I have a forum like web application written in Asp.net MVC. I'm trying to implement Lucene.net as the search engine. When I build my index, every now and then I get exceptions related to Lucene not being able to rename the deletable
file. I think it's because I empty the index every time I want to rebuild it. Here is the code that deals with indexing:
public class SearchService : ISearchService
{
Directory IndexFileLocation;
IndexWriter Writer;
IndexReader Reader;
Analyzer Analyzer;
public SearchService(String indexLocation)
{
IndexFileLocation = FSDirectory.GetDirectory(indexLocation, System.IO.Directory.Exists(indexLocation) == false);
Reader = IndexReader.Open(IndexFileLocation);
Writer = new IndexWriter(IndexFileLocation, Analyzer, IndexFileLocation.List().Length == 0);
Analyzer = new StandardAnalyzer();
}
public void ClearIndex()
{
var DocumentCount = Writer.DocCount();
if (DocumentCount == 0)
return;
for (int i = 0; i < DocumentCount; i++)
Reader.DeleteDocument(i);
}
public void AddToSearchIndex(ISearchableData Data)
{
Document Doc = new Document();
foreach (var Entry in Data)
{
Field field = new Field(Entry.Key,
Entry.Value,
Lucene.Net.Documents.Field.Store.NO,
Lucene.Net.Documents.Field.Index.TOKENIZED,
Lucene.Net.Documents.Field.TermVector.WITH_POSITIONS_OFFSETS);
Doc.Add(field);
}
Field KeyField = new Field(
SearchField.Key.ToString(),
Data.Key,
Lucene.Net.Documents.Field.Store.YES,
Lucene.Net.Documents.Field.Index.NO);
Doc.Add(KeyField);
Writer.AddDocument(Doc);
}
public void Dispose()
{
Writer.Optimize();
Writer.Close();
Reader.Close();
}
}
And here is the code that executes it all:
private void btnRebuildIndex_Click(object sender, EventArgs e)
{
using (var SearchService = new SearchService(Application.StartupPath + @"\indexs\"))
{
SearchService.ClearIndex();
}
using (var SearchService = new SearchService(Application.StartupPath + @"\indexs\"))
{
Int32 BatchSize = 50;
Int32 Current = 0;
var TotalQuestions = SubmissionService.GetQuestionsCount();
while (Current < TotalQuestions)
{
var Questions = SubmissionService.ListQuestions(Current, BatchSize, "Id", Qsparx.SortOrder.Asc);
foreach (var Question in Questions)
{
SearchService.AddToSearchIndex(Question.ToSearchableData());
}
Current += BatchSize;
}
}
}
Why does Lucene complain about renaming the "deletable" file?

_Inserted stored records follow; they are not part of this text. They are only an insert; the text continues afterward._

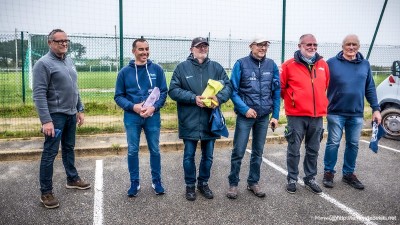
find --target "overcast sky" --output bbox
[0,0,400,45]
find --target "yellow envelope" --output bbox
[201,79,224,107]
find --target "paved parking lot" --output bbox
[0,139,400,224]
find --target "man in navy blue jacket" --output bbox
[226,35,281,199]
[323,34,382,190]
[114,38,168,197]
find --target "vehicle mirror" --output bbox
[392,60,400,77]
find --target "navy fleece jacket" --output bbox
[114,59,168,113]
[327,51,380,117]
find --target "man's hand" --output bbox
[372,111,382,125]
[133,102,144,114]
[246,108,257,119]
[76,112,85,127]
[140,106,156,118]
[269,118,278,132]
[208,95,219,109]
[196,96,206,108]
[42,122,55,137]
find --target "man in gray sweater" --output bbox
[33,29,90,208]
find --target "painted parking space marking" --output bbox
[246,149,376,225]
[93,160,103,225]
[360,140,400,153]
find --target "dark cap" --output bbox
[192,37,208,48]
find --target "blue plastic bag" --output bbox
[369,121,386,153]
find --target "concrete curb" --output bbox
[0,129,372,162]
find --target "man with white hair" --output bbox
[322,34,382,190]
[281,34,329,194]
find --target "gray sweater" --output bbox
[33,51,83,124]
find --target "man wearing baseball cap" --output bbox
[168,37,232,201]
[226,35,280,199]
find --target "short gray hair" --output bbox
[342,34,360,45]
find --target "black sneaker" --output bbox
[186,186,196,201]
[304,179,322,195]
[322,171,335,188]
[286,179,297,194]
[197,184,214,199]
[342,173,364,190]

如果你对这篇内容有疑问,欢迎到本站社区发帖提问 参与讨论,获取更多帮助,或者扫码二维码加入 Web 技术交流群。
绑定邮箱获取回复消息
由于您还没有绑定你的真实邮箱,如果其他用户或者作者回复了您的评论,将不能在第一时间通知您!
发布评论
评论(2)
不确定为什么每次都要重新创建索引。您可以这样追加到索引:
末尾的错误标志告诉 IndexWriter 以追加模式打开(即不覆盖)。
这可能会让你的问题消失。
Not sure why you are recreating the index everytime. You can append to the index thus:
The false flag at the end tells the IndexWriter to open in append mode(i.e. not overwrite).
That might make your problem go away.
事实证明,如果不存在索引文件,那么在 IndexWriter 之前创建 IndexReader 并不是一个好主意。我还意识到,尽管 IndexWriter 的 AddDocument 方法有两个重载(一个带分析器参数,一个不带分析器参数),但只有带分析器参数的方法适合我。
It turned out, if no index files exist, then creating an IndexReader before an IndexWriter is not a good idea. I also realized even though the AddDocument method of IndexWriter has two overloads (one w/ and one w/o Analyzer parameter) only the one with analyzer parameter works for me.